Miles smiled at her. “On past experience I do not think that one son will be enough, Mama,” he said. “Drummond needs an heir and several spares before Philip is safe. Look how many of our cousins have been cut down in the past.”

“Pray do not joke about it, Miles,” his mother said, her lip quivering piteously. “You always had a most lamentably odd sense of humor.”

“Your mama does have a point, my lord,” Mr. Churchward said. “It would be extremely advantageous for you to marry, and preferably to an heiress. Leaving aside the so-called curse, that would at least buy you time and stave off the most pressing of the moneylenders-”

He broke off as there was a loud ping from one of the springs in his wing chair. “I do beg your pardon,” he added. “This chair is particularly uncomfortable.”

“The furnishings here are all ghastly,” Lady Celia agreed, looking around the high-ceilinged room with deep disapproval. “The first thing that Miles should do is to have a bonfire.”

“Can’t do that,” Miles said. “When I say we have to sell everything, Celia, I mean everything, down to the last stick of firewood and the last chamber pot.”

Once again there was a silence. Lady Vickery fidgeted with her gloves. She looked pained, as though she had swallowed a fish bone. Celia’s firm expression softened slightly.

“I am sorry, Miles,” she said. “First Vickery Place, then Vickery House and now this! You must feel dreadful-”
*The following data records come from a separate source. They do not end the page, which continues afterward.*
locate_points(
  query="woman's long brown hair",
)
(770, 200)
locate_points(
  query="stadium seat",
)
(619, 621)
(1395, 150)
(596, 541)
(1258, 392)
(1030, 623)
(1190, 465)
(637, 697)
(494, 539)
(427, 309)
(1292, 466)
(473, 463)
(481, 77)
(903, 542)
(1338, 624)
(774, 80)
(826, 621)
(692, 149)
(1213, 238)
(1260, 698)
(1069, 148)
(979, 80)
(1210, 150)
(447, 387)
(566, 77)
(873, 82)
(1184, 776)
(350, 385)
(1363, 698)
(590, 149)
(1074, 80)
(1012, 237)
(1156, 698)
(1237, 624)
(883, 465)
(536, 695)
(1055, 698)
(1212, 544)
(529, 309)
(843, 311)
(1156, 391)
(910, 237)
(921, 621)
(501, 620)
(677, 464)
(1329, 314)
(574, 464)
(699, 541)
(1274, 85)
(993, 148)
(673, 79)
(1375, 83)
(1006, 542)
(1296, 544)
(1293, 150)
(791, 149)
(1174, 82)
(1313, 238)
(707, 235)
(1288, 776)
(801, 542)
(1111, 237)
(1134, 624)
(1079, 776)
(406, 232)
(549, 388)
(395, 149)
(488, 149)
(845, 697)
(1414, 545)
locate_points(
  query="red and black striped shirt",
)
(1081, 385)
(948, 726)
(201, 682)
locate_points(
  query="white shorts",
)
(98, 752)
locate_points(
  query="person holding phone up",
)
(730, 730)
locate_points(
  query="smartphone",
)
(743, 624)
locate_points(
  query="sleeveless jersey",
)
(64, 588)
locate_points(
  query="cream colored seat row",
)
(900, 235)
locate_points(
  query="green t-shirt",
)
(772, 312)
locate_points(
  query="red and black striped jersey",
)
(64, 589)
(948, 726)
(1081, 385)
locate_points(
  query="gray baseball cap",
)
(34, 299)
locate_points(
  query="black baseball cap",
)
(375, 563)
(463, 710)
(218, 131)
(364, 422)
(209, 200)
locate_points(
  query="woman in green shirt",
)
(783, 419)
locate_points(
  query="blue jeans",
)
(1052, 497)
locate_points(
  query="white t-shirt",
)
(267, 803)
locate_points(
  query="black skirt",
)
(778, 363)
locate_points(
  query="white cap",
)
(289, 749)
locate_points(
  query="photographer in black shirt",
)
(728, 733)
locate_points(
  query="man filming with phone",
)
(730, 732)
“It can’t be helped,” Miles said briskly. Celia’s sympathy was the last thing he wanted. He did not need her pity. He looked at his mother’s pinched, white face. She was aware that he would forever be remembered as the man who had sold Vickery and sold Drum, too, the reckless, extravagant marquis who had brought the family fortunes so low that they were in the dust. It was unfair that he would take the blame for the extravagance of others but Miles was blisteringly aware that life was never fair. He had learned that lesson at eighteen when he was banished by his father for bringing the family honor low. Since then he had taught himself to care for nothing.
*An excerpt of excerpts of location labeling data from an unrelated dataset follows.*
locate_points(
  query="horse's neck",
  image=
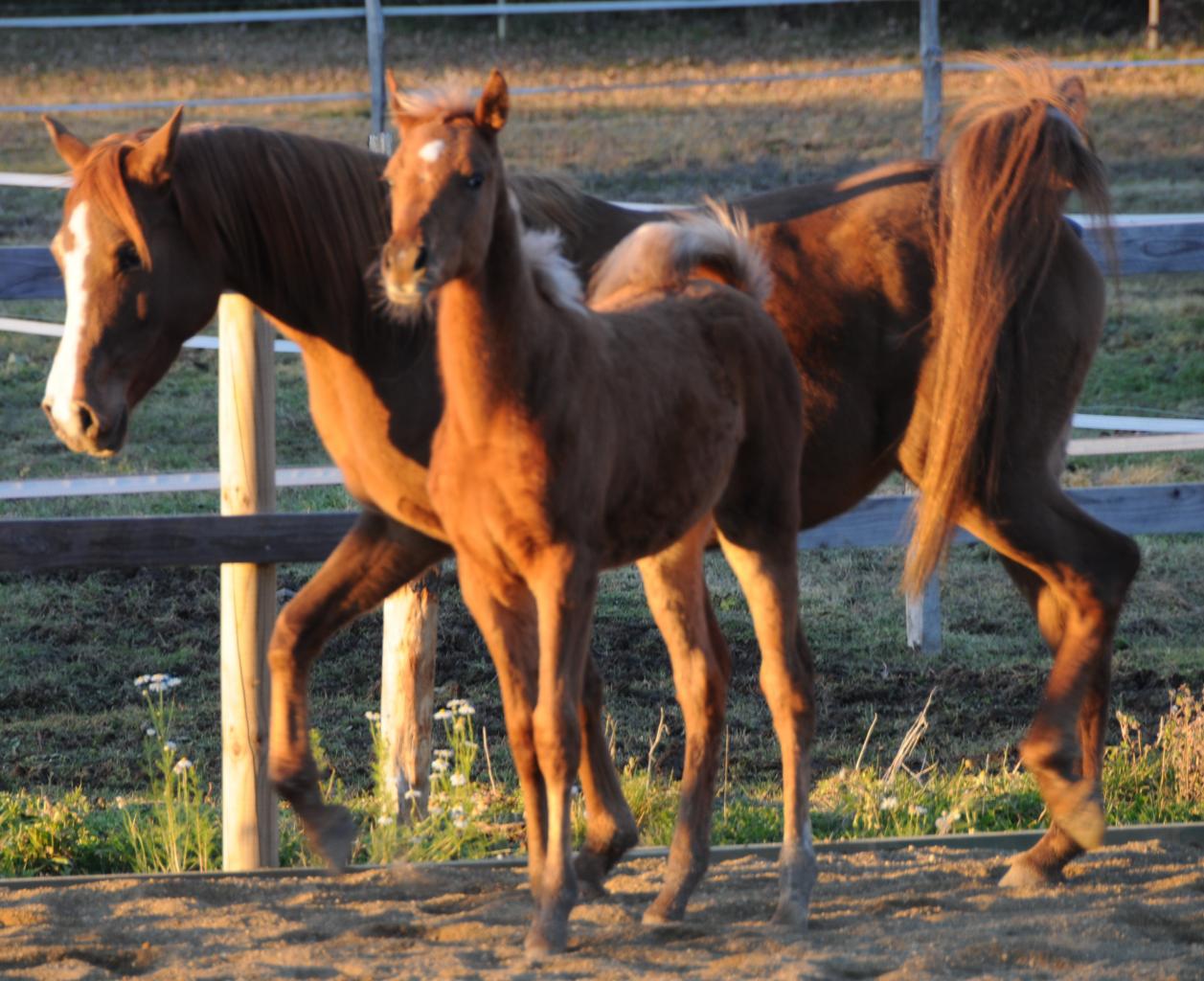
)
(280, 249)
(488, 330)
A knock resounded through the castle, the sound echoing off the stone of the walls and bouncing back to assault the eardrums. Lady Vickery winced.

“I believe that will be Frank Gaines, of Gaines and Partridge, the Skipton law firm,” Miles said. He looked at Mr. Churchward. “I asked him to join us to discuss the very matter you touched upon, Churchward-the business of my marriage.”